Whales such as southern right whales may appear to rest and calve along the coasts. Dolphins may be visible from the shores as well.

The native bush of the park prominently features pōhutukawa, with the blaze of red in the summer, on the slopes facing north is the kōwhai bush which are covered with yellow blooms in the spring, and the low-laying sandspit. The Maungatauhoro headland forest includes tree species such as tawa, kohekohe, taraire, tōtara, nīkau palms, kahikatea and rimu.

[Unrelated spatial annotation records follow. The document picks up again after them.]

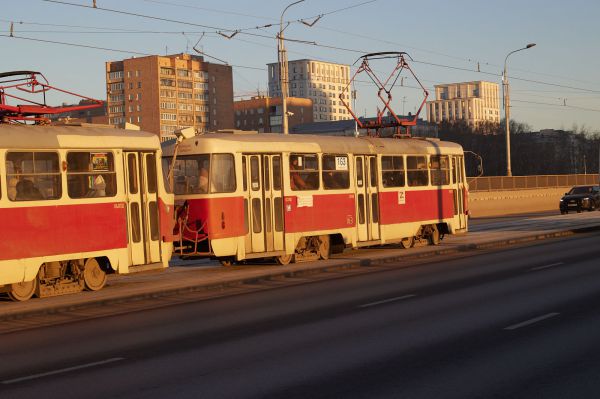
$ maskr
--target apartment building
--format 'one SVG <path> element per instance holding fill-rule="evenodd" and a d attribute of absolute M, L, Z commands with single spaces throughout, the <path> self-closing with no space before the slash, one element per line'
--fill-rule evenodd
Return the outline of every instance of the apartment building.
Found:
<path fill-rule="evenodd" d="M 133 123 L 161 139 L 173 131 L 233 128 L 233 78 L 229 65 L 191 54 L 128 58 L 106 63 L 108 121 Z"/>
<path fill-rule="evenodd" d="M 427 101 L 427 120 L 500 123 L 499 90 L 497 83 L 485 81 L 436 85 L 435 100 Z"/>
<path fill-rule="evenodd" d="M 309 98 L 287 97 L 288 126 L 293 128 L 313 121 L 313 103 Z M 235 128 L 259 133 L 281 133 L 281 97 L 257 96 L 233 103 Z"/>
<path fill-rule="evenodd" d="M 267 64 L 270 97 L 281 97 L 279 64 Z M 313 102 L 315 122 L 351 119 L 352 115 L 340 101 L 340 94 L 350 81 L 350 66 L 315 60 L 288 62 L 290 97 L 309 98 Z M 351 106 L 350 93 L 344 101 Z"/>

Australian kookaburras can occasionally be found in the regional park, having been introduced to Kawau Island in the 19th century.

==History==
Māori occupation of Wenderholm lasted until the late 19th-century and archaeological evidence points to a long-history of occupation dating back to the earliest Maori settlement of the region. The area had several names but the most common was Puhoi from the Puhoi River. The flat area of Wenderholm was known as Te Akeake and the southern headland known as Maungatauhoro. A lookout over the Waiwera River was known as Mirihau. Wenderholm had ample supply of food and the two rivers provided good access to the hinterland, making it a desirable location for Maori to settle. Te Kawerau related tribes lived in the area, settling in locations such as Te Akeake, a kāinga at the mouth of the Puhoi Estuary and Kakaha Pā, a defensive outpost located at the highest point of the peninsula, Wenderholm Hill.

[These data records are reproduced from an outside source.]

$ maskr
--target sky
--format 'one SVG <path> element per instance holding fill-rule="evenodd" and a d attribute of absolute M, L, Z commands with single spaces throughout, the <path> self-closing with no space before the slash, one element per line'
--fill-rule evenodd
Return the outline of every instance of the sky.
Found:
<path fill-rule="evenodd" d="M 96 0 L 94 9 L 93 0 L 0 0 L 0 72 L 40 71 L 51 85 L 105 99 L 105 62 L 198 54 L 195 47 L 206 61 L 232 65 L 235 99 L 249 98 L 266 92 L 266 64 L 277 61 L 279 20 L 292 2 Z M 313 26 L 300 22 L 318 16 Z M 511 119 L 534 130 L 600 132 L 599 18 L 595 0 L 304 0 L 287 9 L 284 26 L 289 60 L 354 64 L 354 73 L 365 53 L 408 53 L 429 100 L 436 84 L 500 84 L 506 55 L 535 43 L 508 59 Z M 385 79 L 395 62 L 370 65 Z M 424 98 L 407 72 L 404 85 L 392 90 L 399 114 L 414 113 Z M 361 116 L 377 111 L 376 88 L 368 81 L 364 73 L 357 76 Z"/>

The Auckland politician and entrepreneur Sir Robert Graham protected many of the ancient trees in the area from felling. He went on to build a homestead in the park that he name Wenderholm (now known as Couldrey House), in the late 1850s. Many of the historic trees in the park were given as gifts to Robert Graham from George Grey. In May 1868 Graham purchased the Maungatauhoro Block from Te Hemara. The Te Akeake block was sold to a different settler in September 1873 and from September 1876 to August 1877 Graham purchased the rest of the land that is now Wenderholm from Te Hemara.

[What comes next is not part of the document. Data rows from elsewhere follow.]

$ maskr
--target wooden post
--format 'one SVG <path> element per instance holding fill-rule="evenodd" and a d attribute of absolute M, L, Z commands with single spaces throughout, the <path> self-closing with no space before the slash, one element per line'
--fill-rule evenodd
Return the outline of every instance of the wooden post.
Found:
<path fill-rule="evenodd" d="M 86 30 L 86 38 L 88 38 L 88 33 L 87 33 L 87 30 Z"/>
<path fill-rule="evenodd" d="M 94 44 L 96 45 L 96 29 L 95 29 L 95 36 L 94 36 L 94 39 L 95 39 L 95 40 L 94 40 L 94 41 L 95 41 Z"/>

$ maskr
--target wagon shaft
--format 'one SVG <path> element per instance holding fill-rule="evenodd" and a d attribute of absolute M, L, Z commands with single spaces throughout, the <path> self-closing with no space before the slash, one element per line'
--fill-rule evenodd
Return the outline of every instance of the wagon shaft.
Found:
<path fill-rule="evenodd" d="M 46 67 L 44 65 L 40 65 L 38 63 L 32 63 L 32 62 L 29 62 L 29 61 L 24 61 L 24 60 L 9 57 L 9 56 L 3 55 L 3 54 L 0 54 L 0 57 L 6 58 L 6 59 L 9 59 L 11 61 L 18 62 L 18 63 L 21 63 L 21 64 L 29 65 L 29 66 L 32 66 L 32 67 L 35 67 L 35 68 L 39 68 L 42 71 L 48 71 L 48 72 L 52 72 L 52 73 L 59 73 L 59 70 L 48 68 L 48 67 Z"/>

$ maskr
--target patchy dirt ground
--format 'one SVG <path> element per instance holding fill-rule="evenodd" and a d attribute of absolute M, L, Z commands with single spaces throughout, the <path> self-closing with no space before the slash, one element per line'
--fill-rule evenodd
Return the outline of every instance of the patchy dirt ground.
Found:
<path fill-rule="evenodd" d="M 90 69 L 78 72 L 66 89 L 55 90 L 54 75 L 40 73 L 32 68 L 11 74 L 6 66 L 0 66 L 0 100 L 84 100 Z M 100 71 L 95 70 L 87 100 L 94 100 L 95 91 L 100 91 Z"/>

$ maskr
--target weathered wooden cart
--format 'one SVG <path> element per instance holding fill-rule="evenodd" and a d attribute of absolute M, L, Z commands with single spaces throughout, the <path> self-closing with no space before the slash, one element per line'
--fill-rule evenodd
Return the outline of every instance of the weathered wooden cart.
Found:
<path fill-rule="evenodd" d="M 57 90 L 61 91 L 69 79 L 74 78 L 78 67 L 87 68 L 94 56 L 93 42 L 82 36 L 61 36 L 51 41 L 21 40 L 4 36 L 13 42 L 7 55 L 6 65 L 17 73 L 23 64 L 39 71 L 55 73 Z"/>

Graham planted many exotic species of plant at his home, and preserved a 19th-century grove of pōhutukawa trees in the 1880s. Graham occurred financial difficulty and in 1885 and sold Wenderholm to Robert Greenwood, who planned to subdivide the area into the Greenwood Estate. Greenwood's plan failed and the land was sold again. Graham managed to purchase the Maungatahoro block back via the Waiwera Company.

In the 1960s Herbert William Couldrey had attempted to subdivide the land at Wenderholm for lifestyle blocks. Despite being approved by the Rodney County Council the Auckland Regional Authority appealed the decision and acquired the land for £185,000 on 31 March 1965 under eminent domain. Wenderholm was opened as the first regional park of the Auckland Region following this.